The Facebook hearings suggest that potential dangers to children have resulted in a previously-missed level of bipartisan focus from lawmakers. However, by focusing on a single company, lawmakers have shown that how Facebook works isn’t the only thing Congress doesn’t understand about the online ecosystem.

How TikTok manages to bypass the limelight is as mysterious as its recommendation algorithm. Perhaps Facebook has a corporate culture and organizational structure that make it uniquely worrying. Maybe politicians forget TikTok because they don’t (yet) use it often. TikTok may get less attention precisely because its content moderation is less transparent. it’s hard to write and complain about decisions that you don’t know about. The success of TikTok in branding itself as dubious – it just wants to “bring joy” and not “connect people” – helps to fend off serious criticism. But neither is a good reason to ignore such a popular and rapidly growing app when you think about the impact of social media and how it is regulated.

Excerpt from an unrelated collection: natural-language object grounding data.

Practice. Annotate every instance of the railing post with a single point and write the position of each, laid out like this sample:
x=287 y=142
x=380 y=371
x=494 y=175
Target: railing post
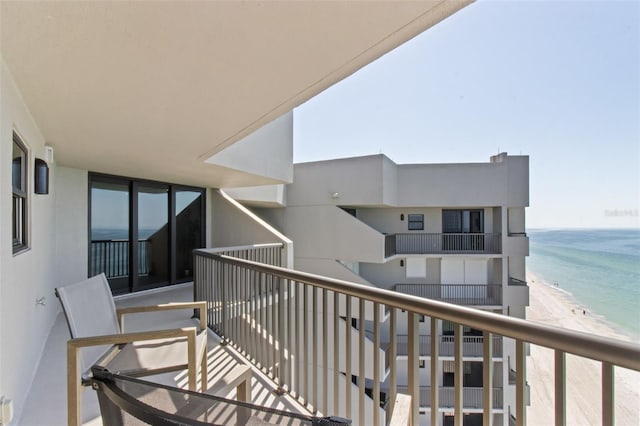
x=435 y=343
x=608 y=384
x=393 y=391
x=458 y=375
x=521 y=363
x=487 y=379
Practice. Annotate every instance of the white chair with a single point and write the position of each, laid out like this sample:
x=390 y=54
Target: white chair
x=97 y=338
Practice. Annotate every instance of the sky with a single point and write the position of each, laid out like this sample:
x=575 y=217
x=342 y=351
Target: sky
x=557 y=81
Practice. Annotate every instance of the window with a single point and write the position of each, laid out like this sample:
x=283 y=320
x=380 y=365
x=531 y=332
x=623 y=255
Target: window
x=19 y=185
x=416 y=222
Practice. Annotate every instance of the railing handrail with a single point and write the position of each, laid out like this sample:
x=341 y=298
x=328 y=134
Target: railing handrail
x=617 y=352
x=208 y=252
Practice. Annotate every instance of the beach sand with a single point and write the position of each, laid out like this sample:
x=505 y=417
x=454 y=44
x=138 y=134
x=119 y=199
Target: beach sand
x=550 y=305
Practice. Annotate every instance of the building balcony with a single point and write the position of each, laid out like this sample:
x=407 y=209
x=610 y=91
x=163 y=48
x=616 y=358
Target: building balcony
x=459 y=294
x=449 y=243
x=471 y=346
x=302 y=364
x=446 y=397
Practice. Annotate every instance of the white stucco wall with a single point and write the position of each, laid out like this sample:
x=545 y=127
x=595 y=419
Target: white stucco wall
x=72 y=206
x=30 y=275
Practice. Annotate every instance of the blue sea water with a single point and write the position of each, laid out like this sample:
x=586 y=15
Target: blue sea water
x=599 y=268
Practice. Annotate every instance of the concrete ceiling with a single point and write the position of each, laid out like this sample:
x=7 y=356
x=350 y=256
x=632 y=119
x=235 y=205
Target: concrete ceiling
x=152 y=89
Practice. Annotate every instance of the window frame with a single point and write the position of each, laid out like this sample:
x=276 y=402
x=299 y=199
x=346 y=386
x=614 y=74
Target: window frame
x=415 y=222
x=20 y=199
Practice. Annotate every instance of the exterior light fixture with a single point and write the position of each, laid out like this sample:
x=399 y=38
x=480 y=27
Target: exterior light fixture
x=41 y=178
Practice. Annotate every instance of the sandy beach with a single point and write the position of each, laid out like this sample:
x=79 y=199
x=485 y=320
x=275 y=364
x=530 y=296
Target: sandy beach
x=550 y=305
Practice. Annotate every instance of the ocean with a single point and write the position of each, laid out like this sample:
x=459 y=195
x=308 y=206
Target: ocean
x=599 y=269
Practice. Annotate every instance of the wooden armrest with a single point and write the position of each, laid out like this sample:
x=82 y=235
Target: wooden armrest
x=118 y=339
x=201 y=305
x=238 y=376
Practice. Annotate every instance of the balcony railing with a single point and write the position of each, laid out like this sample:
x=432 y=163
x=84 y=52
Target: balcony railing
x=446 y=397
x=472 y=346
x=112 y=258
x=460 y=294
x=296 y=328
x=448 y=243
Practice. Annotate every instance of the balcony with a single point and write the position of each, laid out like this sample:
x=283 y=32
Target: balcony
x=446 y=397
x=472 y=346
x=459 y=294
x=450 y=243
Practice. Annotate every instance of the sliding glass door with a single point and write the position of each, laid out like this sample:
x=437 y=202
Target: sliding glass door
x=142 y=233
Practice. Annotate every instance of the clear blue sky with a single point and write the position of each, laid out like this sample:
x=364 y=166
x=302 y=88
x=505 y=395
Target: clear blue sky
x=558 y=81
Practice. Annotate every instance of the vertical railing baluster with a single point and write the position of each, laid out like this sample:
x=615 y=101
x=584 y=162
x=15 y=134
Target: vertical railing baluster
x=560 y=388
x=435 y=344
x=393 y=381
x=376 y=364
x=458 y=375
x=298 y=367
x=347 y=329
x=273 y=329
x=314 y=349
x=336 y=359
x=608 y=385
x=520 y=382
x=305 y=344
x=282 y=334
x=325 y=353
x=487 y=379
x=413 y=370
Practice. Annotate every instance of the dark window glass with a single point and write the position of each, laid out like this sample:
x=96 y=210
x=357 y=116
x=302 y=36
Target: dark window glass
x=19 y=186
x=416 y=222
x=153 y=235
x=142 y=234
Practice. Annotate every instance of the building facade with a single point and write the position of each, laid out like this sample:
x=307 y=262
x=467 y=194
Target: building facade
x=448 y=232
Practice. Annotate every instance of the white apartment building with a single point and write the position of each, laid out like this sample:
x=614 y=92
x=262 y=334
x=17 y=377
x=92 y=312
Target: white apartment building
x=121 y=121
x=448 y=232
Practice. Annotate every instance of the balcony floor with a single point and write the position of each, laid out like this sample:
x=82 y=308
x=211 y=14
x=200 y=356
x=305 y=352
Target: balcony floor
x=46 y=402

TikTok isn’t the only platform trying to evade scrutiny by quietly hiding in a hedge while Facebook takes the heat – YouTube is the undisputed master of this strategy. But TikTok has the dubious privilege of being one of the few platforms that, according to surveys, is even more disliked and distrusted than Facebook. Perhaps reports of Facebook’s impending death are grossly exaggerated, but reports of TikTok’s rise certainly aren’t. If lawmakers want to address the problems that social media platforms are creating for young people, they should take care of the platforms that interest young people.